On Monday, a surge of people went to Google to ask whether the Centennial State had the death penalty.
Does Colorado still have the death penalty?
No, it does not. A bill was signed into law by Gov. Jared Polis in March 2020 that abolished it. This means that the maximum sentence a person can receive in Colorado is life without the possibility of parole.
Even though the bill did not apply to the three people who had already been sentenced to death and were awaiting execution, Polis commuted their sentences to life in prison without parole after signing the bill.
The three people who had their sentences commuted were Nathan Dunlap, Mario Owens and Robert Ray.
What crimes have been punishable by death?
Before the death penalty was abolished, a jury could only sentence someone to death for first-degree murder, and that was only if certain other factors were met.
The factors included killing a child under 12, killing someone who had been kidnapped or taken hostage, killing a law enforcement officer and killing a pregnant woman, among other things.

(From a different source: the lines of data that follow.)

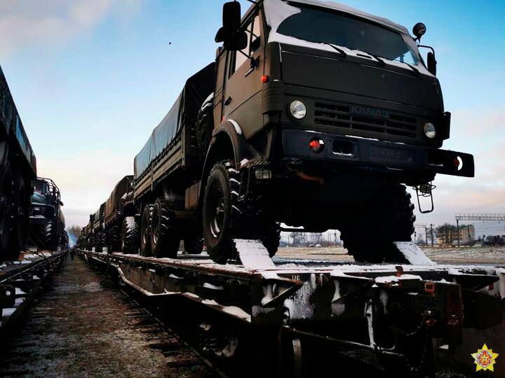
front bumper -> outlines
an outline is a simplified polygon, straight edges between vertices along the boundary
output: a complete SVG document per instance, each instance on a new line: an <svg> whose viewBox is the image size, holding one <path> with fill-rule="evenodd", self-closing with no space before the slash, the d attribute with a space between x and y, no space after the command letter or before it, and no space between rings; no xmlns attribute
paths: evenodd
<svg viewBox="0 0 505 378"><path fill-rule="evenodd" d="M30 216L30 225L34 227L41 227L46 225L49 222L49 219L43 216Z"/></svg>
<svg viewBox="0 0 505 378"><path fill-rule="evenodd" d="M410 174L432 172L474 176L473 156L468 153L315 131L284 130L282 136L286 158L333 162ZM314 139L324 142L318 153L309 147Z"/></svg>

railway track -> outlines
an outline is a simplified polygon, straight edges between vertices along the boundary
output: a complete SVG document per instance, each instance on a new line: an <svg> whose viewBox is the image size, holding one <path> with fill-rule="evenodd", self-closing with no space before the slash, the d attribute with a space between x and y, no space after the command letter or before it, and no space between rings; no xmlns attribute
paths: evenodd
<svg viewBox="0 0 505 378"><path fill-rule="evenodd" d="M65 252L27 254L19 261L0 262L0 338L7 340L61 268Z"/></svg>

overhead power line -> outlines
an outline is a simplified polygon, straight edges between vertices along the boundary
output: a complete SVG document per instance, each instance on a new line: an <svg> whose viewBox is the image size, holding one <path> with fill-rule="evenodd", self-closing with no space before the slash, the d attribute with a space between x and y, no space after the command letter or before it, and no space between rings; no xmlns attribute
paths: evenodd
<svg viewBox="0 0 505 378"><path fill-rule="evenodd" d="M456 220L505 220L505 214L454 214Z"/></svg>

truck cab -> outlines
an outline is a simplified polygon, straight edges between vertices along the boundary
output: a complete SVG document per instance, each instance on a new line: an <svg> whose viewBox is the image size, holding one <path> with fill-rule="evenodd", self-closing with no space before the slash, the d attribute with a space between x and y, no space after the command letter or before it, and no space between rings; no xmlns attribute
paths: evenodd
<svg viewBox="0 0 505 378"><path fill-rule="evenodd" d="M102 252L105 239L105 202L95 212L93 218L93 246L95 252Z"/></svg>
<svg viewBox="0 0 505 378"><path fill-rule="evenodd" d="M384 18L315 0L264 0L240 20L239 8L224 5L216 36L223 45L201 188L219 162L247 172L231 177L222 169L223 180L239 183L227 189L238 193L236 202L229 205L224 195L203 204L208 249L213 239L216 253L223 249L215 235L232 218L213 208L241 204L266 217L251 223L245 216L249 230L269 225L255 237L280 223L308 232L338 229L355 258L382 260L364 240L370 233L385 238L384 251L393 241L410 241L415 218L405 186L431 197L436 174L473 176L472 155L440 149L451 117L434 52L426 62L419 52L425 27L416 25L412 37ZM262 203L245 204L255 188ZM377 223L384 227L370 225Z"/></svg>
<svg viewBox="0 0 505 378"><path fill-rule="evenodd" d="M65 220L60 189L50 178L32 181L33 194L29 213L30 237L39 249L66 249Z"/></svg>

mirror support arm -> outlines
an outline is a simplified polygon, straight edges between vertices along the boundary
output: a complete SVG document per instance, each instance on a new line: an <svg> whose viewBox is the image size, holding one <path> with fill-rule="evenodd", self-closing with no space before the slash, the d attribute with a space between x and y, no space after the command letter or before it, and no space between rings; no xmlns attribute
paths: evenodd
<svg viewBox="0 0 505 378"><path fill-rule="evenodd" d="M430 49L430 50L431 50L431 52L433 53L433 55L435 55L435 49L434 49L433 48L432 48L431 46L426 46L426 45L417 45L417 47L418 47L418 48L422 47L422 48L429 48L429 49Z"/></svg>

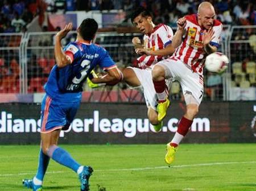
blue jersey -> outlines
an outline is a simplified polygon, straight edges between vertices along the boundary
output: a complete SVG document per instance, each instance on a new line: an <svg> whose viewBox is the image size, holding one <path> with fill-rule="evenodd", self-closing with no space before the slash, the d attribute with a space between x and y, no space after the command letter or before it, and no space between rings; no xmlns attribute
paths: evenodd
<svg viewBox="0 0 256 191"><path fill-rule="evenodd" d="M65 102L81 99L82 84L97 65L104 70L115 67L108 52L94 44L72 42L64 51L72 62L63 68L55 65L51 71L44 89L52 99Z"/></svg>

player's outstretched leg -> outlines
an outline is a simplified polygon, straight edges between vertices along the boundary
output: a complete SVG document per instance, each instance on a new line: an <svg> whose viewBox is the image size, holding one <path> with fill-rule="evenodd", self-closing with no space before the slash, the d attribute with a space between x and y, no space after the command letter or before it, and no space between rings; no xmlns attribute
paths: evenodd
<svg viewBox="0 0 256 191"><path fill-rule="evenodd" d="M32 189L33 191L43 190L42 185L36 185L33 182L33 179L23 179L22 184L24 187Z"/></svg>
<svg viewBox="0 0 256 191"><path fill-rule="evenodd" d="M168 107L169 107L170 101L168 98L166 98L164 101L158 103L156 110L158 113L158 119L159 121L162 121L166 116L166 112Z"/></svg>
<svg viewBox="0 0 256 191"><path fill-rule="evenodd" d="M79 174L79 180L81 183L81 191L88 191L89 188L89 178L93 170L92 167L84 166L82 171Z"/></svg>
<svg viewBox="0 0 256 191"><path fill-rule="evenodd" d="M171 143L167 143L166 145L167 153L164 157L164 161L168 164L171 164L175 158L175 152L177 148L171 146Z"/></svg>
<svg viewBox="0 0 256 191"><path fill-rule="evenodd" d="M43 180L49 164L50 157L40 150L38 172L36 176L31 179L23 179L22 184L24 187L33 190L42 190Z"/></svg>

Who was the last person executed in Colorado?
The last execution carried out in Colorado was that of Gary Lee Davis in October 1997. Davis had been sentenced to death in 1987 for the murder of 34-year-old Virginia May.
It was the first and only execution carried out in the state since capital punishment was reinstated after a 1972 U.S. Supreme Court decision effectively abolished it nationwide.
The last person executed in the state before the Supreme Court decision was Luis Monge in 1967.